If I could've been there I would have applauded. I'm very excited to see the direction Microsoft is taking their core and language features.
Fantastic job!
The "dynamic" stuff needs to be taken with criticism - I guess many untrained developers such as students might mistake C# for a scripting language. I am afraid of the day I get a piece of code saying 1000x dynamic and a 1000 times var and not a single type name in it. . .
Refering to the example he brought with the Method WriteBag(), I'm wondering what would have happened if he wrote AvgPrice instead of Price.
Calling the method with the dynamic type - for my opinion - woul have thrown some kind of "IndexOutOfRange" exception because this Property was not in the bag.
Calling it with the var, I guess would throw a "MissingMemberException".
Without any intellisense I'm wondering how you really would write code in the way he showed that office example.
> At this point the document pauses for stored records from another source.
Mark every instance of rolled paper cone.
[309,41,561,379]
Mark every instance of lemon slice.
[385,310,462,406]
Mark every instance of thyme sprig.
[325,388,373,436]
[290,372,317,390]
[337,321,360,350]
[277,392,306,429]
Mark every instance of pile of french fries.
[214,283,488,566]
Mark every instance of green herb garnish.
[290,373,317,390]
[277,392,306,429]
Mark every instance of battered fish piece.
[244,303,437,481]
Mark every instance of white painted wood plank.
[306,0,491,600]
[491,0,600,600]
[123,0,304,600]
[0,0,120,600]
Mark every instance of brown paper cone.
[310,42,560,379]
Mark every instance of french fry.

I guess I don't even know all my methods of the code I have ever written, so I might really be unable to just go on and type: > myObject.SomeMethod(withTheRightArguments)
without any IntelliSense. I might not know what I'm actually calling there. So I guess developers would write code with static typing and then refactor it to dynamic? No they won't.
The compiler as Service is quite nice, but I guess you can find about hundrets of Scripting-Hosts written in C# doing in memory compile and further more. I for my self have just do this by calling one of my classes: Active.DynamicClassCompiler.Compile(string code) and I could go on with the compiled class ...
You can try add a comnent there http://code.msdn.microsoft.com/csharpfuture
It's Awesome! I was wondering that I can use just dynamic keyword, Why bother for the data type
Great Work C# Team (Y)
This is nice one,
good I admire you so much ? and I like C# so much ! haha
Good to see that the recently euthanized Visual Foxpro features (eval/dynamic compile) are slowly integrated into C#. Smart move, those things are useful as hell.